A functional API tends to be more portable to different non-OO languages. I wouldn’t say that it takes “cludgery” to use a functional API in C++. It should be possible to build a good C++ interface on top of a decent functional API. This, of course, adds a lot of extra work, so it is preferable to have a standard C++ wrapper set available. I don’t have any experience with gtk+, but I know of a couple projects that attempt to do this for gtk+ (such as gtkmm), though I can’t vouch for the quality.
Great. GTK is defintly my choice of toolkit.
(Who said you need C++ to do object oriented programming)
you end up rewriting a lot of code doing it through C
The OOP paradigm lends it self real well to user interfaces. A UI (especialy a GUI) can be broken down realy nicely into objects. The same can [almost] be achived with functional languages like C but at the cost of some really ugly cludgery.
A functional API tends to be more portable to different non-OO languages. I wouldn’t say that it takes “cludgery” to use a functional API in C++. It should be possible to build a good C++ interface on top of a decent functional API. This, of course, adds a lot of extra work, so it is preferable to have a standard C++ wrapper set available.

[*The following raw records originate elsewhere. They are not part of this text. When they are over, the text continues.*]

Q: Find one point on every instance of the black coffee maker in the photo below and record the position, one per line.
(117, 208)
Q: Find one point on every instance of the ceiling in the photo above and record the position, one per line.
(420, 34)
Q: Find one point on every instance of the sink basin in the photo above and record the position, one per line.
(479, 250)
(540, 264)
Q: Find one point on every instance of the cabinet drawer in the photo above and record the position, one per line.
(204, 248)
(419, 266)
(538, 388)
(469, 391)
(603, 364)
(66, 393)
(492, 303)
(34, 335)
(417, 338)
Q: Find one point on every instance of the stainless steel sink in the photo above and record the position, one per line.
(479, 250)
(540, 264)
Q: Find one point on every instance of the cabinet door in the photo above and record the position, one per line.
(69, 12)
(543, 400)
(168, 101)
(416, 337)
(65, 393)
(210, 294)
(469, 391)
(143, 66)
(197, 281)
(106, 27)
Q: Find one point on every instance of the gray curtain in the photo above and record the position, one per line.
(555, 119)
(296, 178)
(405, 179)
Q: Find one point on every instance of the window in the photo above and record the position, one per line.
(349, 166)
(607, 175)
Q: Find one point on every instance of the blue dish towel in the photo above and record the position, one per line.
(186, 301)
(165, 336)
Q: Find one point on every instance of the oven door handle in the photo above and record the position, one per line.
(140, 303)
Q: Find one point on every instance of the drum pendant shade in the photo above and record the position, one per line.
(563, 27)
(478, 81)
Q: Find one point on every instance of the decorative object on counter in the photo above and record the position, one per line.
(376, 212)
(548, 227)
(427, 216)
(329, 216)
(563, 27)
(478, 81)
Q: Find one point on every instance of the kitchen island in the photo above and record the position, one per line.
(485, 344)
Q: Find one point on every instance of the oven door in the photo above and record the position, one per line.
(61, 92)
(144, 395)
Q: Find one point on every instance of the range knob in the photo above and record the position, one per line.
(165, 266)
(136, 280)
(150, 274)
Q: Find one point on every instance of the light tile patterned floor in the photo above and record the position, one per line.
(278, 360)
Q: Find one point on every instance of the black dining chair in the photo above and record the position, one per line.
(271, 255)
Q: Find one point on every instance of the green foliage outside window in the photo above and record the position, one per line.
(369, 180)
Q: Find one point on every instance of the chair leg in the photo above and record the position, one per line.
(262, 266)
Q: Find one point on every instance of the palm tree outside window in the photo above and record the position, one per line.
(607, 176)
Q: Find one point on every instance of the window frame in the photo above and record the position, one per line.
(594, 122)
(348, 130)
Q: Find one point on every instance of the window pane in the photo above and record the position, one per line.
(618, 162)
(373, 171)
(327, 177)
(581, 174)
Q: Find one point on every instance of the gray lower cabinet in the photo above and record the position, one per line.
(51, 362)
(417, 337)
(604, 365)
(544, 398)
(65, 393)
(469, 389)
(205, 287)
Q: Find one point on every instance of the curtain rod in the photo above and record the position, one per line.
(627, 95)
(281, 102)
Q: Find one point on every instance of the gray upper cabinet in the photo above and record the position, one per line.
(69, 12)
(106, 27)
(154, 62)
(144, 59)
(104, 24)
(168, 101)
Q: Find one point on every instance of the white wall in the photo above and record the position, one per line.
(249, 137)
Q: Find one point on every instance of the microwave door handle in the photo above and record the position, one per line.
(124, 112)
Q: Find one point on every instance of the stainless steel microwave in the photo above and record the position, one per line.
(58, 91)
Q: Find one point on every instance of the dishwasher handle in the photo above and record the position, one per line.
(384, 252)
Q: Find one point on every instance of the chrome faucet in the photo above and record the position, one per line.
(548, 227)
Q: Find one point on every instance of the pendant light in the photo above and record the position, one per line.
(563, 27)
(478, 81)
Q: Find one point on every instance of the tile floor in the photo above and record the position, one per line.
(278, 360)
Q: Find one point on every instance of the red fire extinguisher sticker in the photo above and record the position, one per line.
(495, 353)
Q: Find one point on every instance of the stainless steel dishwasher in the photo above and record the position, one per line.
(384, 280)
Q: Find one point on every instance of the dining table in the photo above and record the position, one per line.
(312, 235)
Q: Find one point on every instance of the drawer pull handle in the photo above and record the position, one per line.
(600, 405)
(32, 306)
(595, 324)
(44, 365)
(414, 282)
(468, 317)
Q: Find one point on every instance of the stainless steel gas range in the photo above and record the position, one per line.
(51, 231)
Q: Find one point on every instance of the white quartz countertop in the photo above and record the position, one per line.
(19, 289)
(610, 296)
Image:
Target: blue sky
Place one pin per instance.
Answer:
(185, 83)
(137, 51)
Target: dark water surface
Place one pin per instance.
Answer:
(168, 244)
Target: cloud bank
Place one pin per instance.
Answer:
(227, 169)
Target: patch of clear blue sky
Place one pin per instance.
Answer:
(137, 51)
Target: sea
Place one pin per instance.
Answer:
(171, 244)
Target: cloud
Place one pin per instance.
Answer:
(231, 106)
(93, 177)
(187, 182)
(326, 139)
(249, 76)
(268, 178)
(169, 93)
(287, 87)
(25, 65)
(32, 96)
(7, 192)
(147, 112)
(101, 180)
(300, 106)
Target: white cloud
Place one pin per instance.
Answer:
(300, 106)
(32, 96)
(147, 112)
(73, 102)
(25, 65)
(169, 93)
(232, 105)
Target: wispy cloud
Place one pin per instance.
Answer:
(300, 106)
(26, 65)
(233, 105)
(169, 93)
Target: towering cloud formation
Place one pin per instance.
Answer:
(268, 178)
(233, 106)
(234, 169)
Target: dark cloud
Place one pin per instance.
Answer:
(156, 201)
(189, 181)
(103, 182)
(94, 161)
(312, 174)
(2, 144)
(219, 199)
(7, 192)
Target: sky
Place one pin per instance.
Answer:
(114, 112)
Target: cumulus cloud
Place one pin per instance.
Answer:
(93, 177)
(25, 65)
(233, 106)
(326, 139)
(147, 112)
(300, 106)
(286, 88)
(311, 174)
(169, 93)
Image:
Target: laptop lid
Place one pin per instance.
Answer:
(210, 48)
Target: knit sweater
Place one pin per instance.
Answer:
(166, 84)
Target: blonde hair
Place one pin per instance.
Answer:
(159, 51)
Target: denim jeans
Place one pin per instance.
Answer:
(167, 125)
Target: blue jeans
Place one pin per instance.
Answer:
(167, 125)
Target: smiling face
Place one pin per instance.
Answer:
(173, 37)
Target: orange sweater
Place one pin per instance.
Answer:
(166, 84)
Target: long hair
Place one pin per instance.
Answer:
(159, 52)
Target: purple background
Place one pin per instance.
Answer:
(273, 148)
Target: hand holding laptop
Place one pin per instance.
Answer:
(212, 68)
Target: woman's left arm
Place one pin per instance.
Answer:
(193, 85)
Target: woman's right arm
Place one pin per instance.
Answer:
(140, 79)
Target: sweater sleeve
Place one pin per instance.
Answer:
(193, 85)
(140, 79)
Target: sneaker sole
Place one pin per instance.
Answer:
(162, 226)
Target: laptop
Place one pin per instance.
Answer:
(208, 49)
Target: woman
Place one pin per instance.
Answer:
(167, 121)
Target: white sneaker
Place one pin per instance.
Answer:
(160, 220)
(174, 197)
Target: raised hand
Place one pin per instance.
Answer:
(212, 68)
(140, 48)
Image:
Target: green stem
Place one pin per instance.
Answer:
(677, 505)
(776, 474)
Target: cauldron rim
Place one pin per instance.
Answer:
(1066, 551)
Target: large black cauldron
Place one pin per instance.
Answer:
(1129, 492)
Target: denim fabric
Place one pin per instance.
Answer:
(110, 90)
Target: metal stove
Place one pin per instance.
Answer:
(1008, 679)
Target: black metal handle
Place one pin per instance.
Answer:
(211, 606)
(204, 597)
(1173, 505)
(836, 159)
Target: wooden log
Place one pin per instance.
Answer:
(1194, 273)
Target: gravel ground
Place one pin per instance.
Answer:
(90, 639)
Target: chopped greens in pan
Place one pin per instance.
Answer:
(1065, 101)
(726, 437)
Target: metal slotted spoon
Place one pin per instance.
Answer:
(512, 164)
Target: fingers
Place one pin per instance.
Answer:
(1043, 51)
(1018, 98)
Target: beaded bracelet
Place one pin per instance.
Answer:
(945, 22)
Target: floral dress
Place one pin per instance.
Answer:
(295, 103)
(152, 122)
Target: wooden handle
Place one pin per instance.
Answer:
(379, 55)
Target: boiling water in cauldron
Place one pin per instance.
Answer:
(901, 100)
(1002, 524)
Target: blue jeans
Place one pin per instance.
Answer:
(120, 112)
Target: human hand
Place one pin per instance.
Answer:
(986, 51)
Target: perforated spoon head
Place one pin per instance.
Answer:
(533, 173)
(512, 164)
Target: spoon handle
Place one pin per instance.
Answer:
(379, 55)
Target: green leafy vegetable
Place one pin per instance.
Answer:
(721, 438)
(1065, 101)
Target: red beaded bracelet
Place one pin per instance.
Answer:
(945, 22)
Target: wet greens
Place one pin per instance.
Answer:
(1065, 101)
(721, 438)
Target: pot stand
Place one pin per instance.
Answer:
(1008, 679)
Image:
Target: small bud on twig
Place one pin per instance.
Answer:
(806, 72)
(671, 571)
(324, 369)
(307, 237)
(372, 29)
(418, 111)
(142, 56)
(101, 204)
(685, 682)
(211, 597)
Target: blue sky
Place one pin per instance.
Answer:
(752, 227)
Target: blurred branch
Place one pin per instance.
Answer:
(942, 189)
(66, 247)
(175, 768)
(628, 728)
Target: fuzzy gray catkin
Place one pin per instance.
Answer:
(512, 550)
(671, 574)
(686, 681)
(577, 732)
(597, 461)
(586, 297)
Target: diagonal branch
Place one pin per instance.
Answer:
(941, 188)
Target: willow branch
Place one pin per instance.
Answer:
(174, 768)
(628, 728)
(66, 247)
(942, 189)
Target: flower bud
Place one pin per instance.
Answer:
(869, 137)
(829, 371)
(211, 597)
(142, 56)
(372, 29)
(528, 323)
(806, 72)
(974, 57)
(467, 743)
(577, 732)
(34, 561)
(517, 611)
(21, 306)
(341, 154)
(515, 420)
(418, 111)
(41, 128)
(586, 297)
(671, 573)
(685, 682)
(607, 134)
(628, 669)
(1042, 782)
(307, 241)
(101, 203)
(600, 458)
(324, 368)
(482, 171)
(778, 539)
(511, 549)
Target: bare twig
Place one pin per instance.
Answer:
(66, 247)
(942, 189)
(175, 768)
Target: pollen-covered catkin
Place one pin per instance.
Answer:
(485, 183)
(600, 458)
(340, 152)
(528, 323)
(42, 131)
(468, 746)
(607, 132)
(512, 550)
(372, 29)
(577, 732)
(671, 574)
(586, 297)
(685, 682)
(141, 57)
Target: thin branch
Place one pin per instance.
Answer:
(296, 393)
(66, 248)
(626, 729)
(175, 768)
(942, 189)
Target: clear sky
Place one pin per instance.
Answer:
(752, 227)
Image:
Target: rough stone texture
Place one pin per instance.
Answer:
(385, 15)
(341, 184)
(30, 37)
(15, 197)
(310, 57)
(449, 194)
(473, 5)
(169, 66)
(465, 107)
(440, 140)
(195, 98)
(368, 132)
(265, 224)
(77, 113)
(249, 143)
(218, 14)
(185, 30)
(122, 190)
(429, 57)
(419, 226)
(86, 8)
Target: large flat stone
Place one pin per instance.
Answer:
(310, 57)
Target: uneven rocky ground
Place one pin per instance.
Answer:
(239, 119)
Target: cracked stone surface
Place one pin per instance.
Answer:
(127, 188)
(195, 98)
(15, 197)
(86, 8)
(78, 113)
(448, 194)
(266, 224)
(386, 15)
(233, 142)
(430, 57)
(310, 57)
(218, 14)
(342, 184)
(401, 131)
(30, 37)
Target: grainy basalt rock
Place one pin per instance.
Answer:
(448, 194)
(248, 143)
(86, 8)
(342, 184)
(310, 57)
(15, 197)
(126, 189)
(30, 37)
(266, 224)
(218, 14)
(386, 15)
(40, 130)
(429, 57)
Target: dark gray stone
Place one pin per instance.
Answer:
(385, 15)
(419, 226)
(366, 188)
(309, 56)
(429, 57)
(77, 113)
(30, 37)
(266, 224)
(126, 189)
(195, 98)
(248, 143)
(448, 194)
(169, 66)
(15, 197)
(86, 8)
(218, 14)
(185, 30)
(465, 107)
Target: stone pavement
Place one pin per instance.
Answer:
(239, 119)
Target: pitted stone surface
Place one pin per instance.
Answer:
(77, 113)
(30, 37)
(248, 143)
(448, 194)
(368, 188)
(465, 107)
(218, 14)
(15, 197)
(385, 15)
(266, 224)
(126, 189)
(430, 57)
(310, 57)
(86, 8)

I don’t have any experience with gtk+, but I know of a couple projects that attempt to do this for gtk+ (such as gtkmm), though I can’t vouch for the quality.
Gtk+ with libGlade is a cinch to program in and, as far as GUI libraries go, Gtk+ is really damn nice.
You seem to have no idea what a functional programming language is.You probably meant `procedural’.
C is an imperative programming language, just as OO languages like C++ or Java.
A functional language is a whole different beast: Examples are Haskell and Lisp.